Normally, buyers want to buy assets and sellers desire to sell the stock of the corporation. With a C corporation an asset sale will result in double taxation, the assets will be taxed on the sale and the monies coming out of the C corporation will be taxed again. In contrast, if the stock of the corporation is sold there will be one level of tax and most likely the gain to the seller will be treated as capital gain.
The reason that a buyer desires to purchase assets rather than stock is that the buyer receives a basis in the assets acquired in the amount of purchase price that is allocated to the assets. This allows the buyer to receive depreciation deductions associated with the purchase of the assets. In a stock sale the basis of the stock is stepped up to the purchase price of the shares, however, the underlying assets are transferred at the carryover basis.
In a number of sales this disparity of tax treatments can be accounted for in the purchase price of the sale.

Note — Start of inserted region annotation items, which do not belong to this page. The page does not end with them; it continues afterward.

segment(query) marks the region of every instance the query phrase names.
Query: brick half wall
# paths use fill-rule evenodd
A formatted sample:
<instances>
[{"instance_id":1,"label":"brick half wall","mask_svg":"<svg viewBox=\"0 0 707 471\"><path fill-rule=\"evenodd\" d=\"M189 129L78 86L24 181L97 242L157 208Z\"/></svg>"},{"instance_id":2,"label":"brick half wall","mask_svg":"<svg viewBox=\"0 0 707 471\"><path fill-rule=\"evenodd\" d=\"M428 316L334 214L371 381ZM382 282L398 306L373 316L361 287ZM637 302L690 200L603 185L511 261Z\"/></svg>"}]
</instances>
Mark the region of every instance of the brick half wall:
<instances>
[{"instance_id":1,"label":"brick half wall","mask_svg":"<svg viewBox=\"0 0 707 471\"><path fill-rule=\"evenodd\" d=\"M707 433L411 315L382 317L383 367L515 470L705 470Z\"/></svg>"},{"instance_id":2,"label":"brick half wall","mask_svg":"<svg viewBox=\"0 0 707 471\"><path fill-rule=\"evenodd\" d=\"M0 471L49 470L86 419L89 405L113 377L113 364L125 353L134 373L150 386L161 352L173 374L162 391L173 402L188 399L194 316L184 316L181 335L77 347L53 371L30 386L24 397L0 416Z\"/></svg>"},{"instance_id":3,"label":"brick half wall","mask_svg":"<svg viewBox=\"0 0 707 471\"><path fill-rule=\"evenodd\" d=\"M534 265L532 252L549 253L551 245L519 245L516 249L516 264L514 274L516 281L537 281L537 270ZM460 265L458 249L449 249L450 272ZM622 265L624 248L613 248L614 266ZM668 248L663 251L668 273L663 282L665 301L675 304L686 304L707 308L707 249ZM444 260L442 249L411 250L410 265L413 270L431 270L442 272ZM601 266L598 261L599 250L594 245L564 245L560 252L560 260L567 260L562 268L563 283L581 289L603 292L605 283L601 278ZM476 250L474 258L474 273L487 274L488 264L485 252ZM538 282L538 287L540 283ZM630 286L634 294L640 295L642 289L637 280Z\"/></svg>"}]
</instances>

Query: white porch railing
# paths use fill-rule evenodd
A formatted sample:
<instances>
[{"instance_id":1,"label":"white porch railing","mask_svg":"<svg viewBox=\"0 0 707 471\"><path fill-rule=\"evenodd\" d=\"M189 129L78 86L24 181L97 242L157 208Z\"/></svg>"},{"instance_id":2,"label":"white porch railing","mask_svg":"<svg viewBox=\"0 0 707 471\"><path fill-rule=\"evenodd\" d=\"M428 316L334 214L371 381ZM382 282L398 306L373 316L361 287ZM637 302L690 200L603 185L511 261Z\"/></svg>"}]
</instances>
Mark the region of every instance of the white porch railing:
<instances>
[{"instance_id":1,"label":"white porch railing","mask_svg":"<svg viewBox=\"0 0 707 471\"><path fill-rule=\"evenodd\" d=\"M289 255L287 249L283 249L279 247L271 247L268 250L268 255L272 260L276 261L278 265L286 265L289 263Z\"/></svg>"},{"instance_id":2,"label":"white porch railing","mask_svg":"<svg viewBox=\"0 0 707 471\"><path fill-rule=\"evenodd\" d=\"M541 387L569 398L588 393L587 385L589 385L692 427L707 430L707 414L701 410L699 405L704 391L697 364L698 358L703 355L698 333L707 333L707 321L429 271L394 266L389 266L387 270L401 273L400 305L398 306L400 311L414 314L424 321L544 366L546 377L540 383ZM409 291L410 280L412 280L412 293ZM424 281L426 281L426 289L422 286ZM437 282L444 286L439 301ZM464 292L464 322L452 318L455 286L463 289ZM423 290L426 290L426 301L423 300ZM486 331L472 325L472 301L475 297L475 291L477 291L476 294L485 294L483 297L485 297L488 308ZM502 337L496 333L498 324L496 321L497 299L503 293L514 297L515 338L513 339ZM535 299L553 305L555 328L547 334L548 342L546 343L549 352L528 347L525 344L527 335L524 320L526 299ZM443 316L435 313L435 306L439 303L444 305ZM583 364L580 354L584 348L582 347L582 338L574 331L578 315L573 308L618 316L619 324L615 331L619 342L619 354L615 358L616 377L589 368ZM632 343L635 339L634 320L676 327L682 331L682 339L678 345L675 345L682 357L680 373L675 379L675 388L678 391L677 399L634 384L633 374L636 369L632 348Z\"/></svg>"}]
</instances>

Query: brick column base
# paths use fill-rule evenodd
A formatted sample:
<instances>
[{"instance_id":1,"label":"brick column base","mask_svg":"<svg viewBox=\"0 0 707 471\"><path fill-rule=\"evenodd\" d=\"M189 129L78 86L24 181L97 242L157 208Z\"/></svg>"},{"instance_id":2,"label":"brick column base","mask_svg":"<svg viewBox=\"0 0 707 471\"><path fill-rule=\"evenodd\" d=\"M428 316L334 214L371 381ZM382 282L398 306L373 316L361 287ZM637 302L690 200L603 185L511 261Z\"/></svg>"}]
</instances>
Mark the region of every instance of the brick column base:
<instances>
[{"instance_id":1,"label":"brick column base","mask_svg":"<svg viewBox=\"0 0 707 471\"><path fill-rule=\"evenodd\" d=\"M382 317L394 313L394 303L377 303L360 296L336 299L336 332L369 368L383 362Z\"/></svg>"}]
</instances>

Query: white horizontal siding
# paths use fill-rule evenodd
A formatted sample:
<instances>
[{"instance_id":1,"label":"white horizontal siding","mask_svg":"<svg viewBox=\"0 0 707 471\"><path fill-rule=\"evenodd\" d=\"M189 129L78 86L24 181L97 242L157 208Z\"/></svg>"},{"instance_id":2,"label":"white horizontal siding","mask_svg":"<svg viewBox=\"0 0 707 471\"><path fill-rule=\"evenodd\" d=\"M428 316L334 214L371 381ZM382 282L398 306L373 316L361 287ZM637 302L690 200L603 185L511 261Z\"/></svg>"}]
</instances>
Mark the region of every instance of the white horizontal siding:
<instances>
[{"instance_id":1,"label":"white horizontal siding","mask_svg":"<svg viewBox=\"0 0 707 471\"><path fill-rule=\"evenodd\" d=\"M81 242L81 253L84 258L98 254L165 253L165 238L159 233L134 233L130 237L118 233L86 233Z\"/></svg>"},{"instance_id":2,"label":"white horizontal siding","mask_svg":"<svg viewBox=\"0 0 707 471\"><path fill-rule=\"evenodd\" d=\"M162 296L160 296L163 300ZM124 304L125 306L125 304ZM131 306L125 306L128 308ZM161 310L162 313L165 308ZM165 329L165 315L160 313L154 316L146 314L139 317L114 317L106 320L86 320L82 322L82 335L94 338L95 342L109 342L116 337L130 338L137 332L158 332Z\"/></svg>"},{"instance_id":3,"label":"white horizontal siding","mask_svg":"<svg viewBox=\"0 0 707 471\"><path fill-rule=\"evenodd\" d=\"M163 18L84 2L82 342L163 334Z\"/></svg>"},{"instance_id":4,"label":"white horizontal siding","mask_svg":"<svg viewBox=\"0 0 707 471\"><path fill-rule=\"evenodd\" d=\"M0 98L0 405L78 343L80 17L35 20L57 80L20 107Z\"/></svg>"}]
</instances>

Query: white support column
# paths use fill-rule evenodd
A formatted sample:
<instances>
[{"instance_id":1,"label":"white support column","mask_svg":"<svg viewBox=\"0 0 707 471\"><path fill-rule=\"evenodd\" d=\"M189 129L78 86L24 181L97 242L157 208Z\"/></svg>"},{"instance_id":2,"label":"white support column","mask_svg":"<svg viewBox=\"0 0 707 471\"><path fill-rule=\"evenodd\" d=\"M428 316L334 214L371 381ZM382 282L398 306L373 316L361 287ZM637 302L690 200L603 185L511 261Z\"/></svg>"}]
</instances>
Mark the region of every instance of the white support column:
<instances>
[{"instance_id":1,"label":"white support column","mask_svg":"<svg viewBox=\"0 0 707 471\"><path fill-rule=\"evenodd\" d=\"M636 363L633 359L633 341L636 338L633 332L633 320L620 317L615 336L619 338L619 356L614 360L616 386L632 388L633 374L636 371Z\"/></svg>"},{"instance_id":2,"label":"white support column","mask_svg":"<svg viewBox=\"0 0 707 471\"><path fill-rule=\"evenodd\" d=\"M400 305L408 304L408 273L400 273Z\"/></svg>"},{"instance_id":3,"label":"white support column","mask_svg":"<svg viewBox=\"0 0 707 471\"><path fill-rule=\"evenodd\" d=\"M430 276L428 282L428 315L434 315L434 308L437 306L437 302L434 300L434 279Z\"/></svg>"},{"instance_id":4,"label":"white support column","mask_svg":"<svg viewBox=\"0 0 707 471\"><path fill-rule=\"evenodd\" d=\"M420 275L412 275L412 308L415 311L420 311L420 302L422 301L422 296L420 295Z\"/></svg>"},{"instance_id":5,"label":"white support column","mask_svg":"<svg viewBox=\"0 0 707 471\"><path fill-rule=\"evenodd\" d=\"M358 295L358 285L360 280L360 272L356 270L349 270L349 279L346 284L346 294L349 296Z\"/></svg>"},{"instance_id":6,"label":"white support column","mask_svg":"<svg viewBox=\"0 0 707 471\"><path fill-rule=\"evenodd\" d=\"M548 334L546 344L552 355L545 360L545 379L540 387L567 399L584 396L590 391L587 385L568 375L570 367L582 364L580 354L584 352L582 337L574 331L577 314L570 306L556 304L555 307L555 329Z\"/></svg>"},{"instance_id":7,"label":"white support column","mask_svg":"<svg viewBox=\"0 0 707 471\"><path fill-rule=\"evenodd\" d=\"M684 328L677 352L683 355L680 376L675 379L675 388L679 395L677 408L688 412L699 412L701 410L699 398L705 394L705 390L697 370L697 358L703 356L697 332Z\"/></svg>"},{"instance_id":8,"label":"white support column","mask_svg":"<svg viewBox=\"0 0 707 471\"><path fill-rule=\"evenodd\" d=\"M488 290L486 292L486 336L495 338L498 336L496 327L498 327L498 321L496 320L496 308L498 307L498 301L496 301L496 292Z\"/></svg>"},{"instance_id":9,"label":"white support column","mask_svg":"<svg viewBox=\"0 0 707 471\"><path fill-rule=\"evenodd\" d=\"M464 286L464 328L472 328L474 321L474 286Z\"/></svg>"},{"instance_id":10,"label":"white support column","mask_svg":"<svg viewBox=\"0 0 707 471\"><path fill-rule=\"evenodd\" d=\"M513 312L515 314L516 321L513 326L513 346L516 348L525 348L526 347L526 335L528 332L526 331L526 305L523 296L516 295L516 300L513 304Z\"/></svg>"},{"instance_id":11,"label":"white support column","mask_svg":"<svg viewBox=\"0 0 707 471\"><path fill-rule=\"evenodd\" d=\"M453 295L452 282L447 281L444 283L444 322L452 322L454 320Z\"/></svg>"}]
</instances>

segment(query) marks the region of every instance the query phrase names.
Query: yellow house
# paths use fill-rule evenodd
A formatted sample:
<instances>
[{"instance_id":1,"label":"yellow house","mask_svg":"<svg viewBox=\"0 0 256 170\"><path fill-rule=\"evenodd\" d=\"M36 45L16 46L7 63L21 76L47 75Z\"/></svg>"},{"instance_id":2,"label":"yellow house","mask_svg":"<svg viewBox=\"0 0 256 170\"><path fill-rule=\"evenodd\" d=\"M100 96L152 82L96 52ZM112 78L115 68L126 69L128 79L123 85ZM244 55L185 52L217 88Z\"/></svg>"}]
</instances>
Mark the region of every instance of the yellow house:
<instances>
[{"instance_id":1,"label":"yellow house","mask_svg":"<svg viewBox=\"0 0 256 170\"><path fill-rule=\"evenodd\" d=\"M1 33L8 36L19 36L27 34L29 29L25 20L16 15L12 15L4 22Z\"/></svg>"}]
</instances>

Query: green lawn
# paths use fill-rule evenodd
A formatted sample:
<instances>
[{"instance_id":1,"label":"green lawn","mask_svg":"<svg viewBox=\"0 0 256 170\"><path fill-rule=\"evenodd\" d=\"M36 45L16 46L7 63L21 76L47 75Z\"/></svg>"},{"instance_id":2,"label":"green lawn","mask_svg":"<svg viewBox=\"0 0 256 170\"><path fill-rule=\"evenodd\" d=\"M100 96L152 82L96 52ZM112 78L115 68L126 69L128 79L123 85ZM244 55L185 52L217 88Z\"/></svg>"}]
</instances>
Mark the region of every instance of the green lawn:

Further, in theory, one should be able to take advantage of a stock sale by adjusting the purchase price to reflect the future tax burden to the buyer. Also, in a sale of stock the IRS does permit the buyer to elect to have the transaction treated as a purchase of assets, if the buyer pays tax on the difference between each asset’s current basis and its fair market value in the year of the transfer.
As mentioned above, the sale of assets most likely will result in a double taxation to the shareholders. However, if the liquidation of the corporation can be delayed it would result in a delay in the recognition of the second layer of tax. This might be contemplated if the corporation is re-purposed to another business or possibly treated as a holding company for future investments. One area of concern in this arena is the Personal Holding Company tax, which will not be discussed in the article.
An area of planning that might be considered if there is time prior to the sale is the conversion of the C Corporation to an S Corporation which would eliminate a portion of the second level of taxation. If you go this route, be sure to get expert tax advice, and have an appraisal done at the time of the change. If this planning route is chosen it is important to take into consideration the “reasonable compensation” issues that could be associated with S Corporation shareholders.
One final area of consideration is that if you are a smaller business being purchased by a larger corporation the Internal Revenue Code has many sections dealing with various methods of reorganization. If this is applicable it could allow a deferral of any potential tax associated with the sale in the short term.